While Salokar provides ample evidence to refute Caplan's rather naive belief in the past "independence" of solicitors general, she has problems of her own in defining what she means by "politics" and "independence". There is politics and then there's "politics" one might say. Clearly, appointment by the president and service at the will of the president makes the solicitor general a "political" actor in the best sense of the word. But excessive partisanship that interferes with the traditional relationship between the solicitor general and the Court may be something altogether different. While Caplan clearly goes too far in ignoring past evidence of political influences, Salokar seems to overstate her case against independence. The "tradition-bound" process of decision making, the relationship with the Supreme Court, the occasional refusal to sign government briefs that the solicitor general disagrees with are all evidence of informal norms of independence that she acknowledges in later chapters. Perhaps "interdependence" is a better word to describe the result of the "bramblebush" of external relationships that Salokar describes in

Page 55 follows:

Chapter 3 as influencing the decisions of the solicitor general.

Chapter 4 provides extensive analysis of the cases filed by the government between 1959 and 1986. Salokar constructed two data sets for this research. One is based on the ANNUAL REPORTS of the attorneys general from 1960-1985 and the other includes all cases in which the government participated (as a party or amicus) decided by the Supreme Court on the merits or with a written decision from 1959-1986. These data allow a far richer analysis of the solicitors general work than we have seen heretofore. In addition to considering the success of the office over time in cases where the government is the petitioner, the respondent, or acting as a friend of the court, Salokar provides a fascinating case study of individual rights cases. She finds that when the government is a respondent in these cases, it defends executive prerogatives regardless of the party in the White House. Partisan differences do show up in decisions to seek review and in the filing of amicus briefs. During the years of her study the more liberal court handed the government more defeats than are the norm in individual rights cases where it was the respondent. Her study does not measure the effects of the new, more conservative court but her findings suggest fertile ground for further research.

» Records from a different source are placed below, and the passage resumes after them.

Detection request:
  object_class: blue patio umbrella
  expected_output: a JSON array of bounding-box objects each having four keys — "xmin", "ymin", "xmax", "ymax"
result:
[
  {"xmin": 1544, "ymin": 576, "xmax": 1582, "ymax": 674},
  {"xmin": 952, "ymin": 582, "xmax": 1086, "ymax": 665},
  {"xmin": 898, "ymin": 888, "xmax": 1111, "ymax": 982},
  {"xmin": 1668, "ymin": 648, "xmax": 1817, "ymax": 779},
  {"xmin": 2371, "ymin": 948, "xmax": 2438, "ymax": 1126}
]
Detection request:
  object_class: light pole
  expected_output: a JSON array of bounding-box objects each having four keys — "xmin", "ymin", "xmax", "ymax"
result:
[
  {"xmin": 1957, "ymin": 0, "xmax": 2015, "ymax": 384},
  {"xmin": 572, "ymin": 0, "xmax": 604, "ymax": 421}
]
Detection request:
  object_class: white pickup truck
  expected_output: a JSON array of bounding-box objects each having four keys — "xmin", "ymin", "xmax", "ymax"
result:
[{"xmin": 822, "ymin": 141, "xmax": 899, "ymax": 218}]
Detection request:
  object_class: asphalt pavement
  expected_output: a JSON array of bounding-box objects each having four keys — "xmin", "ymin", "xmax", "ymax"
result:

Salokar concludes with a general discussion of "the balancing act" that the solicitor general must perform in the American political system. Here she more clearly recognizes that the relationship between the solicitor general and the Court is "established on mutual need and interdependence " (p. 179). She also argues that her research supports the earlier arguments of Robert Scigliano (THE SUPREME COURT AND THE PRESIDENCY, 1971) about the compatibility of the executive and judicial branches, and of Theodore Lowi 's work on the rise of the administrative state. "As the executive increasingly petitions the Court for review of its problems," she writes, "the judicial focus must necessarily shift to issues of governmental power and the interpretation of regulations rather than relationships between individuals." (p. 177). This closing discussion is interesting but would have been better placed at the start of the book and more effectively woven into the other chapters. As it is, it comes almost as an afterthought.

Salokar's book provides much needed information about the process by which the solicitor general represents the interests of the executive branch before the Supreme Court. It is a timely and well researched book that should be of great interest to students of the federal legal process and executive politics.